ME Research UK exists solely to fund high quality biomedical studies into the causes and treatment of ME/CFS. This illness affects approximately 250,000 people in the UK but is neither well understood nor, in many cases, properly recognised. We fund highly regarded, peer-reviewed research worldwide.

Story

It's that time of year again to fundraise for a good cause, which is to raise awareness and support biomedical research into the affects, diagnosis and potentially a cure for this chronic illness. I am committing within ME Awareness week to walk 5 miles and raise much needed funds for much needed further research.

I was diagnosed with acute CFS/ME back in 2009. I am lucky in the respect my condition is only minor in comparison to those who can be bed bound by the condition for years. This condition has no cure. Although there are several treatments which can alleviate some of the symptoms including GET, CBT and various injections and anti depressants.

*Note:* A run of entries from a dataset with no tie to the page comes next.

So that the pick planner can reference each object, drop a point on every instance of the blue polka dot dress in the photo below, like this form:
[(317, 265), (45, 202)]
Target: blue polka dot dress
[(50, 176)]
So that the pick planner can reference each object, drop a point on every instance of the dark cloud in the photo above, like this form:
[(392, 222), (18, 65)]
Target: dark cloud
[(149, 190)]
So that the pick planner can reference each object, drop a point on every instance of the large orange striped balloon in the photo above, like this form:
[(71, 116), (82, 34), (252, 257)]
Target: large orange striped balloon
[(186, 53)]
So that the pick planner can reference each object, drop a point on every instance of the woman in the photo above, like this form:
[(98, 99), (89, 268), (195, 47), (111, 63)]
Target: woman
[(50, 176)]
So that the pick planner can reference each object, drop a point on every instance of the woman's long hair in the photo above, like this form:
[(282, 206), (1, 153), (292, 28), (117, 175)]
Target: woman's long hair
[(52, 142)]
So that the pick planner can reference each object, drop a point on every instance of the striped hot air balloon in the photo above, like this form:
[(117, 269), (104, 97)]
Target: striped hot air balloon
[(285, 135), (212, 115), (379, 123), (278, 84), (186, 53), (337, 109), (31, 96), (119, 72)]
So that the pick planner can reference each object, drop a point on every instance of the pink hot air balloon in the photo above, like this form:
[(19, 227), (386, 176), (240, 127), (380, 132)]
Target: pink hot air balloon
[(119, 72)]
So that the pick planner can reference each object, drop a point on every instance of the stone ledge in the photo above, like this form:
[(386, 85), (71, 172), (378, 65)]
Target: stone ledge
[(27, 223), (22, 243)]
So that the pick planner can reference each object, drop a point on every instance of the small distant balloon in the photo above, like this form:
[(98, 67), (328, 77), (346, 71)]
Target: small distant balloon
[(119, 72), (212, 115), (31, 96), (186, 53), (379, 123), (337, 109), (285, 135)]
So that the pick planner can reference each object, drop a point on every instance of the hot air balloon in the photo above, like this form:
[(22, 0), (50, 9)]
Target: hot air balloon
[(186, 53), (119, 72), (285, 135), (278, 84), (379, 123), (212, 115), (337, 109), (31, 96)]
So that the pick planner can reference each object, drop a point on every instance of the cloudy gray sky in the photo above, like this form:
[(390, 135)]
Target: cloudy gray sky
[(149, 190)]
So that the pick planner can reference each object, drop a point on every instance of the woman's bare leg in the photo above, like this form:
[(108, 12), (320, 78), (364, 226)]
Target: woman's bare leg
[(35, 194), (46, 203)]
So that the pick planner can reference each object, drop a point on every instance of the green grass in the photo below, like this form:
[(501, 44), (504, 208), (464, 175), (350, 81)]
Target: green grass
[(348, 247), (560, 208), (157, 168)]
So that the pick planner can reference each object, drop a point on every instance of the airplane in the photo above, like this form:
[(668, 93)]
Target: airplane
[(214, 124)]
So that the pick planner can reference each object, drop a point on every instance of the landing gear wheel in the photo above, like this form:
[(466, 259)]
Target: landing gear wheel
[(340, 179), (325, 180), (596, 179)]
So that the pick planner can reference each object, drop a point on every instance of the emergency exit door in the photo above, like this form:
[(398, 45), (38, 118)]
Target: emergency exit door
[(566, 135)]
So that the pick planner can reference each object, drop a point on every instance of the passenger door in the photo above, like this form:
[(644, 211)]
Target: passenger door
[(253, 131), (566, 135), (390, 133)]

A person with this condition will suffer with sleep, where they are constantly fatigued and have disrupted sleeping patterns for a period of 6 months or more, pain and discomfort in their legs, headaches, brain fog, weight loss/gain, concentration issues, temperature dysregulation and many other symptoms.

ME Research UK was founded in 2000, and its principal aim is to commission and fund scientific (biomedical) investigation into the causes, consequences and treatment of Myalgic Encephalomyelitis/Chronic Fatigue Syndrome (also known as ME/CFS). This is a debilitating illness which affects between 120,000 and 240,000 people in the UK, but is neither well understood nor, in many cases, properly recognised.

We also have a mission to Energise ME Research, which involves:

  • raising awareness of the need for biomedical research into ME/CFS globally;
  • providing high quality information on all aspects the of illness for a wide range of audiences — from summarising and appraising scientific literature on ME/CFS to informing the policy agenda;
  • facilitating or hosting meetings on ME/CFS biomedical research — such as, in previous years, our “New Horizons” conferences in Edinburgh and Cambridge, and our Colloquia in Glasgow and Dundee.

Its time to raise more awareness of this condition and just how dehabilitating it can be, so please dig deep and help me raise money for a fantastic cause.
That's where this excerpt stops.